Giulia Valtieri said...

wikileaks is definately journalism. I just don't think it is necessary for the public to know eevry single thing the government is doing. We have a govenment and leaders in place to take care of things for us and not need to worry about every little thing. To want to know every scandalous thing the government does is kind of an anarchist's way of thinking. Unless it benefits the public to know, keep some things hush hush. Sometimes, especially during war time, things should be kept confidential. On the other hand the U.S. does do many things that are unethical and since we live in a democracy the public's ideals should match those of the elected government officials.

Jonathan said...

Not to get overly technical, but I don't think Wikileaks is as much journalism as a medium for conveying information. A fine line, I know, but hear me out. Journalism takes something, researches it, organizes it into a coherent story, publishes it, and provides a forum for debate. Wikileaks just takes what they are given and publishes it, sort of like a cookbook of user-submitted recipes.

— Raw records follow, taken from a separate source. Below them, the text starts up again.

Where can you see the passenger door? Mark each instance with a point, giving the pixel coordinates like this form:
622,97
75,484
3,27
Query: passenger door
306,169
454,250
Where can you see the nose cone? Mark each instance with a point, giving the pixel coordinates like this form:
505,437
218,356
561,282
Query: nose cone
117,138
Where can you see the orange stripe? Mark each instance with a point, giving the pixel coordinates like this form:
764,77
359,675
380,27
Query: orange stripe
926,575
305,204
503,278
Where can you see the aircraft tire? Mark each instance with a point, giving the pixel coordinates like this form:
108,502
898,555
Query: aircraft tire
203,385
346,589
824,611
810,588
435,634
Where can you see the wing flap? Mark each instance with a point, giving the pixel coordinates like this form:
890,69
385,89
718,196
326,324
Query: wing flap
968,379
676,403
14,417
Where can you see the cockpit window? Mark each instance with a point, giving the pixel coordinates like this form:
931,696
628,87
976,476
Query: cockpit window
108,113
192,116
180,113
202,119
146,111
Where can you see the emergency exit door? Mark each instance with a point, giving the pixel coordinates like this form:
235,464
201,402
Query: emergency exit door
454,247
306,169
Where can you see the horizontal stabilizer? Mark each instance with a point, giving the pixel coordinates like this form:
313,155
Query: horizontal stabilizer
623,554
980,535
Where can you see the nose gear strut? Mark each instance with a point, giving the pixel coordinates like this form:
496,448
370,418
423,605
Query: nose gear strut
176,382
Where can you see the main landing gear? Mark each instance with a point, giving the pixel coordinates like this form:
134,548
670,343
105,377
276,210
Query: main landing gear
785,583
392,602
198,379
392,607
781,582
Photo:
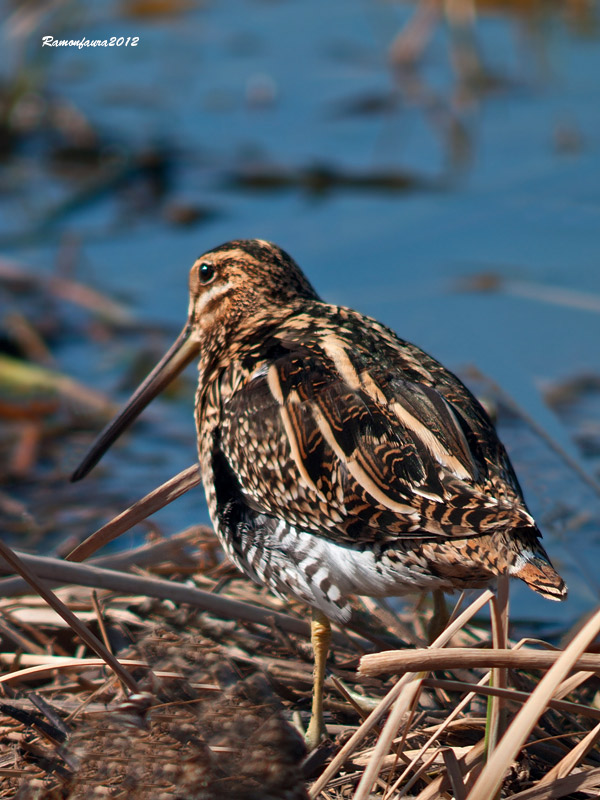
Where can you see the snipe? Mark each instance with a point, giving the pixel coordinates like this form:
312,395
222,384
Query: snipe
337,459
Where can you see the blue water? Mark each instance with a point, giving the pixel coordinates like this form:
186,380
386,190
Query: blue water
237,84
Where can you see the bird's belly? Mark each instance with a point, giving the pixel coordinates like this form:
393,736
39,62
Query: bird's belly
321,572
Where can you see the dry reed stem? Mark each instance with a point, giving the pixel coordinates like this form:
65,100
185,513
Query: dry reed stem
153,501
497,709
438,732
113,580
405,700
570,761
513,695
442,782
454,774
573,783
427,660
492,774
77,626
390,698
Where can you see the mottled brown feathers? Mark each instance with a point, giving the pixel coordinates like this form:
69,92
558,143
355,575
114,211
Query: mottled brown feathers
332,423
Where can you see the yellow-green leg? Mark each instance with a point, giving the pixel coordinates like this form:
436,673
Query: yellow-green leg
320,637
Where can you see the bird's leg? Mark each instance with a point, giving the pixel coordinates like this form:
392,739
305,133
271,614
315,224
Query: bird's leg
440,616
320,637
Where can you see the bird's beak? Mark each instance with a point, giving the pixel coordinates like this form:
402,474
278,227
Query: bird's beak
171,364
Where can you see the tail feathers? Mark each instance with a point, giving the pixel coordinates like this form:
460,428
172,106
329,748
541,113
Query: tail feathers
532,565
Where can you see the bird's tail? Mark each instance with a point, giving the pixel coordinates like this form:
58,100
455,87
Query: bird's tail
531,564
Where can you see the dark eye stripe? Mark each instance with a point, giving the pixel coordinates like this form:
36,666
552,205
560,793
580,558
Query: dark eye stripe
206,272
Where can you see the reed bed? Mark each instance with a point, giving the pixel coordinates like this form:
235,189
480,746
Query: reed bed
210,692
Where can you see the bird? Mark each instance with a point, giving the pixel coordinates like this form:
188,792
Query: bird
337,459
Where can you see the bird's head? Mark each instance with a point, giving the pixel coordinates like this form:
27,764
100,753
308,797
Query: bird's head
234,289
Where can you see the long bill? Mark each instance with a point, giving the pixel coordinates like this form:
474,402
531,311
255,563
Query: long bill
179,355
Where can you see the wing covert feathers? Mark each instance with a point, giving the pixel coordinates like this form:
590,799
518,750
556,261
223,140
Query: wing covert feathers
363,440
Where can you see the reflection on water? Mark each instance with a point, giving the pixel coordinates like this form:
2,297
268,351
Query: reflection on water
404,154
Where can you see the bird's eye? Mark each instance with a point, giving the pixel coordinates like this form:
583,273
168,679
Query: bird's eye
206,272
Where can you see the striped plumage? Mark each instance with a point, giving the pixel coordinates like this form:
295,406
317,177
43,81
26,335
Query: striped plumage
338,459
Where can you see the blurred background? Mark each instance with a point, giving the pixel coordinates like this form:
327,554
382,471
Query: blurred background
433,164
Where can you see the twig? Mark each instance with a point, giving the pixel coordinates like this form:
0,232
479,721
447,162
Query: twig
139,511
491,776
78,627
429,660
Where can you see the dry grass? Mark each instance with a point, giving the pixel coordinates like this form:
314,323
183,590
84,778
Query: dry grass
216,695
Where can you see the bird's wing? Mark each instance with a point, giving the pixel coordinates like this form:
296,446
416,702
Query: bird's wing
338,445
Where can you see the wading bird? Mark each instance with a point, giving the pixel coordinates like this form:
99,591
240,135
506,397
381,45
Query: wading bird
337,459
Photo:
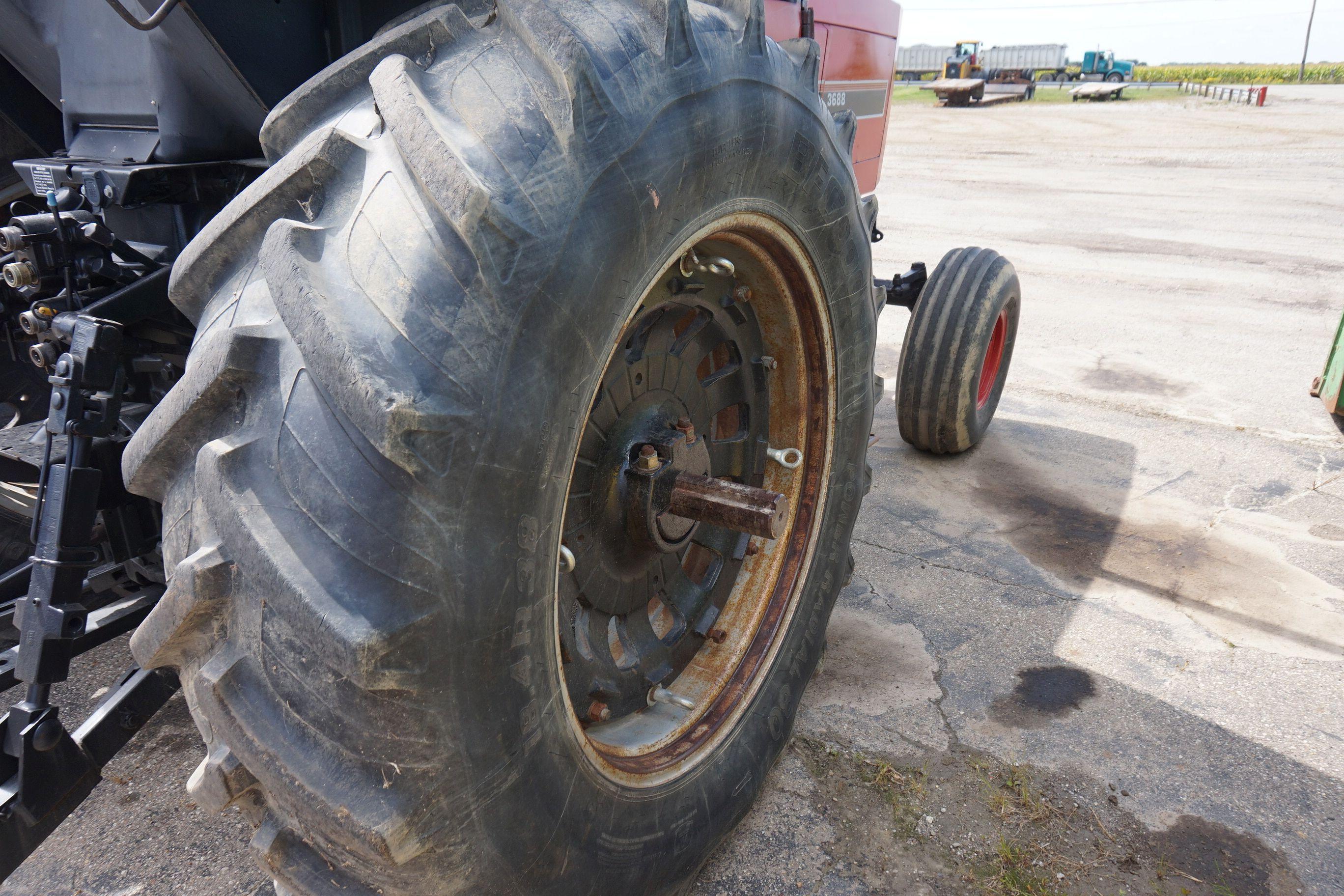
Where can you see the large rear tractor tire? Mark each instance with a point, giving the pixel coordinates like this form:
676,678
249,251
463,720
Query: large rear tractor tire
437,636
957,348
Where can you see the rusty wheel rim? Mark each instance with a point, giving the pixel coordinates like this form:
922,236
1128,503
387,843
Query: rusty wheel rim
784,347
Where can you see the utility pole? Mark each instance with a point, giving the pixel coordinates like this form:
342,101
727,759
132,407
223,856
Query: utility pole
1301,73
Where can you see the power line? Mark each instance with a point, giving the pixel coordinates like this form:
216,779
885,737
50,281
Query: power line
1056,6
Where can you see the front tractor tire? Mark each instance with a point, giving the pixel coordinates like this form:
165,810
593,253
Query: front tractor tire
957,348
507,260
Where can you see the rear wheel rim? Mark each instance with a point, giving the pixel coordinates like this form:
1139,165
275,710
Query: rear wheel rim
994,361
710,644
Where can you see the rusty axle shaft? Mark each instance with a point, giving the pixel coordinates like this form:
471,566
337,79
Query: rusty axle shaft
733,505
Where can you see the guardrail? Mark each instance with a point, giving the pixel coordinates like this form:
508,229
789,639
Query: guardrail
1246,96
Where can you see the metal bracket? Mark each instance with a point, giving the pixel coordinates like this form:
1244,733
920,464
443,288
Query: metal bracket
905,291
48,772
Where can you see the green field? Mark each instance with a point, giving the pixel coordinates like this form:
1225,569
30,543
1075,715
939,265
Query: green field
1317,73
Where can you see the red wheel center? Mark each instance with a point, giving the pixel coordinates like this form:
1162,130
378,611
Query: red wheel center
994,359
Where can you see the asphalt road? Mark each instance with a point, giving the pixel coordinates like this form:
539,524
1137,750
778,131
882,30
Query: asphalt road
1132,589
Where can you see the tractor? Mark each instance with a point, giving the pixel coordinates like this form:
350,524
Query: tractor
964,62
463,405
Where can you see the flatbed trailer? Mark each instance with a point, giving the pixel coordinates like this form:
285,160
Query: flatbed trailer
964,92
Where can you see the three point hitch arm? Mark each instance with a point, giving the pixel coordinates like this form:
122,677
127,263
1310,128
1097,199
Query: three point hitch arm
48,770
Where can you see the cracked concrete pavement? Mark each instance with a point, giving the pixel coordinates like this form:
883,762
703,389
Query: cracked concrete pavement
1136,579
1132,588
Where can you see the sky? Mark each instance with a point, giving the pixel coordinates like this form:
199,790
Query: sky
1152,31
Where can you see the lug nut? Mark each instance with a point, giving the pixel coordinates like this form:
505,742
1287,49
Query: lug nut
11,240
663,695
648,458
42,355
19,275
33,323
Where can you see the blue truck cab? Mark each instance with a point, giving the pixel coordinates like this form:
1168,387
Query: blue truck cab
1104,66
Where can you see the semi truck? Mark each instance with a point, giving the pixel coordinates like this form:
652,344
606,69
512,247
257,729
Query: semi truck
1025,61
1102,65
1029,61
920,59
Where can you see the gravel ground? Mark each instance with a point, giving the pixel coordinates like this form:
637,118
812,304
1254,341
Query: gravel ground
1097,655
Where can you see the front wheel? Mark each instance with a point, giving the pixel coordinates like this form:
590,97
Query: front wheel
508,280
957,350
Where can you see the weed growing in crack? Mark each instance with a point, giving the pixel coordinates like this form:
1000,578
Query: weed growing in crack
905,789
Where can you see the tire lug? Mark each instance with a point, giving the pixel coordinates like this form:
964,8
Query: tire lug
648,458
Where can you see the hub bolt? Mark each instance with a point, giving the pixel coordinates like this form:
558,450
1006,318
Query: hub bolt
19,275
648,458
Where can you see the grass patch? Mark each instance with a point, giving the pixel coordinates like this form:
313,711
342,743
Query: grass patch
1012,872
905,789
1011,794
1317,73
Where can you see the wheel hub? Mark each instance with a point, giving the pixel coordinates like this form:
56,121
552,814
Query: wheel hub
683,406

As much as I despise Assange, who had threatened to release all the cables, including the ones that put lives in danger, if he was arrested for a sex crime, if anyone is to be tried it should be the private who provided him with the cables. That said, since Assange is doing this as much if not more for himself (see the interview he gave where he said to stick it to America was very "personally satisfying" to him) as for any principle he may hold, he's no hero.

Aaron Stevens said...

I personally have to agree with Jonathan. Assange seems to think he's some sort of present day Woodward or Burnstein; but when these two came across their information they didn't immediatly act on it. They verified, cross checked their sources, and made sure they (their sources) were legitimate. It was when they found holes in the information they were finding that they then looked further into it.

Assange is really nothing more than the National Enquirer or People Weekly for the United Nations. Since as a journalist you have a responsibility not only to your information but also your sources, and if Assange isn't going to protect his sources then he has seriously violated a tenant of journalism. From what I can see Assange has not done any real research, or fact checking and is also taking all of these cables completely out of context which would then make him a gossip hocker. This would then put him on the same level as other supposed journalists, like TMZ or weekly world news. I do see the importance for someone to keep governments honest and the need for the public to have a knowledge of whats going on around them; but not in this way. The ends do not justify the means.

Sarah Mariano said...

Can we go with both? Assange did his job. He did some research, gathered the information, wrote about his findings, and published it. But on the other hand, some of the information he distributed could come back to bite our nation in the butt. I believe that the American people have the write to know what our country is doing, but if that means that us knowing could potentially harm us, I’d rather not know. Should he be called a terrorist for this, I’m not sure. Did he get his information legally or did he steal it? Again, I’m not sure and I doubt we ever will.

James McCreery said...

Journalism at its best. He made a huge impact didn't he? Isn't that what journalism is all about? Stirring up trouble?

billydelion75 said...

Journalist should be printing information that is relevant and pertinent to the betterment of society as a whole. Part of that is an awareness of what is going on around us and in our government but I do not see any relevance or pertinent info being given in these leaked documents, atleast not concerning us as the people of this society. But these documents that mean almost nothing to us as an average citizen may be misconstrued in some way by one of our enemies or allies and that would be detrimental to our society as a whole. Since the info is not pertinent to us I do not think he should be allowed to print classified documents that may cause friction. If these were documents directly addressing the well being of the people then yes we have a right to see those documents. Military maneuvers and conversations should not be privy to the public. It undermines our whole concept of national security.